Mercedes Perez-Rodriguez of the Icahn School of Medicine at Mount Sinai, New York City, also found evidence for drug-induced facilitation of cognitive remediation training for mentalizing, which refers to deciphering the mental states of others. Missing social cues and focusing on the literal aspects of a conversation, people with schizophrenia and the milder schizotypal personality disorder (SPD) are impaired at mentalizing. Focusing on people with SPD because their social cognition impairments are not mixed up with effects of antipsychotic medications or negative symptoms, Perez-Rodriguez reported that the alpha2-adrenergic receptor agonist guanfacine combined with cognitive remediation training led to greater gains in mentalizing, as measured by their reactions to the Movie for the Assessment of Social Cognition (MASC), than those who had received a placebo plus training. Perez-Rodriguez also suggested that mentalizing could be taken too far—that distorted overinterpretations of another person's behavior could be just as impairing to social cognition and may affect those with borderline personality disorder. She is currently testing oxytocin to see if it may help normalize both surfeits and deficits in mentalizing.

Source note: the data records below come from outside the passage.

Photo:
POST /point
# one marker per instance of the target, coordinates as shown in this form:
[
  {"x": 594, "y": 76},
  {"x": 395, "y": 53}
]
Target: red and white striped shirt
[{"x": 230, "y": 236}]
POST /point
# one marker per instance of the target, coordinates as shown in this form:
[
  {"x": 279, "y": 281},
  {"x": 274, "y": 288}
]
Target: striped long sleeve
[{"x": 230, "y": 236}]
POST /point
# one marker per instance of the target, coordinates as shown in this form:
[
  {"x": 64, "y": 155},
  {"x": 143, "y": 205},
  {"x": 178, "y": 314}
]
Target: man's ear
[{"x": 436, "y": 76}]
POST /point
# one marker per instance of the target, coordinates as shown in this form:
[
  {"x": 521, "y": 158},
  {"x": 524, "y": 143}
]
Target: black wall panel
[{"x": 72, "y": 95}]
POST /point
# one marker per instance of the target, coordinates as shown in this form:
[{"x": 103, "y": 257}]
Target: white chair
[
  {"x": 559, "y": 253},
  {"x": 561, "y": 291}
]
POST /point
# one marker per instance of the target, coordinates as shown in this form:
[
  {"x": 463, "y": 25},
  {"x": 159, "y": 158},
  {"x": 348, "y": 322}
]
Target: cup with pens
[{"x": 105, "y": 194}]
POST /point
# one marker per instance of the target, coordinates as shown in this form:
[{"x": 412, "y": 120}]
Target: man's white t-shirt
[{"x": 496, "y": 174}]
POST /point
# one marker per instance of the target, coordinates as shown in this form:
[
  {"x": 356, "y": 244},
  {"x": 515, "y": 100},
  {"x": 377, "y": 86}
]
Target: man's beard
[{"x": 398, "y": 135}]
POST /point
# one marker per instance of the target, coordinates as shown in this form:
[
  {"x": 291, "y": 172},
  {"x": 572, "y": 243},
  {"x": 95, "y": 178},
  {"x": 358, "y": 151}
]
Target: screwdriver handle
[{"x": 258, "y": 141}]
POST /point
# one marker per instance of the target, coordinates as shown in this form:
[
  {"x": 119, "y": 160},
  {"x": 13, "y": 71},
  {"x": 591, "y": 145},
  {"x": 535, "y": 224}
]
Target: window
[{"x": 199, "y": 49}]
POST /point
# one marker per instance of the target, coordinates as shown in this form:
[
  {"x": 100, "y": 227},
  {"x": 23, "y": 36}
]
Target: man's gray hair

Training up neural systems for social cognition may also help those at risk of psychosis, according to a presentation by Christine Hooker of Harvard University, Cambridge, Massachusetts. Building on previous work in schizophrenia (Hooker et al., 2013), Hooker showed that a 40-hour regimen of computerized training of both cognitive and social skills over four to eight weeks improved these skills in people at risk of developing psychosis. Brain scanning revealed discrete changes in the brain network subserving emotion recognition, including decreased activity in the amygdala and superior temporal sulcus (STS). This was accompanied by increases in correlated activity between the STS and the anterior cingulate cortex and medial prefrontal cortex—a measure of functional connectivity. An intervention's effect on functional connectivity may ultimately matter the most, she suggested, based on results from another study designed to train a person's ability to understand the mental states of others (Theory of Mind). This resulted in enhanced functional connectivity between the amygdala and other cortical regions, indicating that non-pharmacological interventions can rework brain circuits important for social cognition.

Dawn Velligan of the University of Texas Health and Science Center at San Antonio, Texas, presented results from a pilot study of a negative symptom intervention called MOtiVation Enhancement (MOVE) treatment. This is a home-based therapy designed to comprehensively address every aspect of negative symptoms. For example, therapists cued behavior at a person's home by using alarms or other reminders; reminded people of the pleasure they had at an outing; practiced skills in the neighborhood, such as going to a store; role played to practice social interactions; and delivered cognitive behavior therapy to address self-defeatist thinking. "We wanted to throw the kitchen sink at these negative symptoms to see if we would get some kind of effect," Velligan said. They did, but it took nine months: among people with persistent negative symptoms (who were, maybe not surprisingly, difficult to recruit), consisting of 26 receiving MOVE and 25 treatment as usual, those receiving MOVE showed a small improvement in motivation and social engagement. Velligan called it a small effect for a lot of effort and suggested that something such as oxytocin may prime the brain for larger improvements.—Michele Solis.